Strong chemical and resin exports offset domestic decline: CCPA
Strong export sales are offsetting a diminished domestic demand for basic chemicals and resins, according to the Ca...
Strong export sales are offsetting a diminished domestic demand for basic chemicals and resins, according to the Canadian Chemical Producers’ Association (CCPA) 2007 year-end business survey.
Respondents reported a 50 per cent decline in sales to Canadian clientele, but export sales were up by 13 per cent in 2007 to $20 billion. Export sales now represent over 80 per cent of total industry sales, according to the report.
The survey also found that sales to U.S. markets were down by three per cent, and exports to offshore markets were up by 66 per cent for the year.

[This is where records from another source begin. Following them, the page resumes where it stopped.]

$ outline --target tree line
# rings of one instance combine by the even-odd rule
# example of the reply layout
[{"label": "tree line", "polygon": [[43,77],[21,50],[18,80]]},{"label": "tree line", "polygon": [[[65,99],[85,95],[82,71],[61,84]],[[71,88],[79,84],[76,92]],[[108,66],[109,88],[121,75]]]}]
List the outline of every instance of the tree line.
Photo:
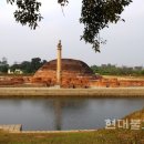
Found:
[{"label": "tree line", "polygon": [[112,64],[92,65],[94,73],[100,75],[144,75],[143,66],[116,66]]},{"label": "tree line", "polygon": [[8,73],[8,70],[16,71],[21,70],[23,74],[32,74],[40,69],[47,60],[40,58],[32,58],[31,61],[23,61],[21,63],[14,63],[10,65],[7,58],[2,58],[0,61],[0,73]]}]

However, the weaker sales have left profits virtually unaffected: operating profits before interest, taxes and special write-offs were $2 billion in 2007, up 18 per cent from 2006 and close to the peak set in 2005.
“The Canadian manufacturing sector continues to weather a perfect storm — so far,” said CCPA president and CEO Richard Paton. “The high dollar and its rapid appreciation in value, impacted on both Canadian chemical production costs and the costs for key chemical industry customers in Canada.
“High energy costs — including electricity in Ontario and high oil prices — have also had a negative impact on Canadian manufacturing, particularly to the segment of the chemical industry that upgrades fossil fuels into value added products,” he continued.
According to Paton, harmonization of energy, environmental and tax policies between the different levels of government would enhance Canadian competitiveness and attract new investments to Canada.